Polskie firmy internetowe już od dawna widzą ogromne zmiany technologiczne zwłaszcza w USA czy Chinach. Wiele z nich dość ostrożnie podchodziło do tego rodzaju wdrożeń, ale obecna sytuacja zdecydowanie oznaczać będzie zmianę podejścia.
Zakupy z domu
– Konsument coraz częściej podejmuje świadome decyzje, trzymając emocje na wodzy, sprawdza opinie i porównuje ceny. Dziś klienta zdobywa się czasem dostawy towaru, opieką serwisową, profesjonalnymi treściami (content marketingiem) i jakością obsługi klienta – mówi Sebastian Sadowski-Romanov, prezes ITRO Export Solutions. – Sklepy internetowe są bezpieczne i nie zamykamy ich na kwarantannę. Jeżeli dodamy do tego, że już dziś niektóre firmy potrafią zrobić magazyny na 26 tysięcy miejsc paletowych obsługiwane przez jednego pracownika, to raczej łatwo możemy przewidzieć, że właśnie takie połączenie automatyzacji sprzedaży, marketingu i magazynowania będą najbardziej rozpowszechnionymi inwestycjami, a firmy logistyczne rozwiną transport samochodów autonomicznych, sieci paczkomatów i błyskawiczne dostawy dronami – dodaje.
Ciekawe rozwiązanie dla przedsiębiorców ma spółka E-Kiosk, największy dystrybutor e-prasy w Polsce, do którego należy agencja eContentLAB. Agencja ma w swojej ofercie produkty oparte na rozszerzonej rzeczywistości (AR) oraz wirtualnej rzeczywistości (VR). Dzięki tej technologii przedsiębiorcy, którzy są zmuszeni do zamknięcia swoich punktów sprzedaży – mogą oferować swoje produkty poprzez aplikacje. Klienci zaś mogą je zobaczyć w rozszerzonej rzeczywistości – nie ruszając się z domu.
- Głównym problemem przedsiębiorców jest to, że z powodu epidemii muszą zamykać swoje punkty sprzedaży. Ponadto większość ludzi z ostrożności pozostaje w domach. Uważam, że hasło #zostańwdomu warto uzupełnić w obszarze biznesu o kolejne: #kupujwdomu. Tu dobrym narzędziem sprzedaży są rozwiązania oparte na rozszerzonej rzeczywistości (AR). Dzięki aplikacji AR sprzedający może ze swoimi produktami „wejść" do domu klienta. Klient natomiast może zobaczyć produkt na własne oczy, nie ruszając się z domu.
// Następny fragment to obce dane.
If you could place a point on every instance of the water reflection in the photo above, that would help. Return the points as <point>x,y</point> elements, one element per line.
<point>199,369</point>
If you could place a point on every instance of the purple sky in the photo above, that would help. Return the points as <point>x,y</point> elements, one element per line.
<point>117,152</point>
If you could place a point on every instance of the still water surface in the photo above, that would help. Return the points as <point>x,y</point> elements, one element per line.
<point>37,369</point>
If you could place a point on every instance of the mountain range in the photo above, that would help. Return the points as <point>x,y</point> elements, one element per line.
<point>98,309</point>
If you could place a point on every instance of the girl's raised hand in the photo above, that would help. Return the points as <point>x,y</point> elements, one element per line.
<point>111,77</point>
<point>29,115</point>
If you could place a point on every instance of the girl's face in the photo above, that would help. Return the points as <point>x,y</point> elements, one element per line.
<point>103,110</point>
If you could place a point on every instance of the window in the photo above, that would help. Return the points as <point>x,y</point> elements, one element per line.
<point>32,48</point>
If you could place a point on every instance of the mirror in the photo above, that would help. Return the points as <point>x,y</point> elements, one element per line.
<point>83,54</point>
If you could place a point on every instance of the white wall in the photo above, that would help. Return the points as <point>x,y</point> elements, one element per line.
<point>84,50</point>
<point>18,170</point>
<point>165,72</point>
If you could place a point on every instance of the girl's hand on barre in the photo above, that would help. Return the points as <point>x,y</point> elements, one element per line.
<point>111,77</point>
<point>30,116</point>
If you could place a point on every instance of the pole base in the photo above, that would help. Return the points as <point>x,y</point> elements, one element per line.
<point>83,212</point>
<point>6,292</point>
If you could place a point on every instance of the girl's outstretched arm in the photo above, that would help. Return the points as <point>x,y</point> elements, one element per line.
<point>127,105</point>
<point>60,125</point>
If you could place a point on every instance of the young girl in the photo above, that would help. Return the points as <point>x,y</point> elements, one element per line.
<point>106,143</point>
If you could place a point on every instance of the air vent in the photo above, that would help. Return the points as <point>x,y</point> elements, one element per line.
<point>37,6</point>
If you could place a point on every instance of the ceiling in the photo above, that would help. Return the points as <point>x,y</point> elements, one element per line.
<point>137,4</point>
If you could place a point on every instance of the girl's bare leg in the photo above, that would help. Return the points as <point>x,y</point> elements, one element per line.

Przymierzyć buty, ubrania, wejść do wnętrza samochodu, obejrzeć meble – mówi Mikołaj Tocki, dyrektor zarządzający agencji eContentLAB, oferującej m.in. rozwiązania oparte na technologii rozszerzonej rzeczywistości (AR) i wirtualnej rzeczywistości (VR).
– W zasadzie nie ma ograniczeń, jeśli chodzi o produkty. Rozwiązanie jest warte uwagi jeszcze z dwóch powodów: aplikacja może służyć przez wiele lat – wystarczy uzupełniać ją o nowe produkty. I druga rzecz: epidemia trwale zmieni nawyki konsumentów. Po jej opanowaniu wiele osób nadal chętnie będzie kupowało, nie wychodząc z domu – dodaje.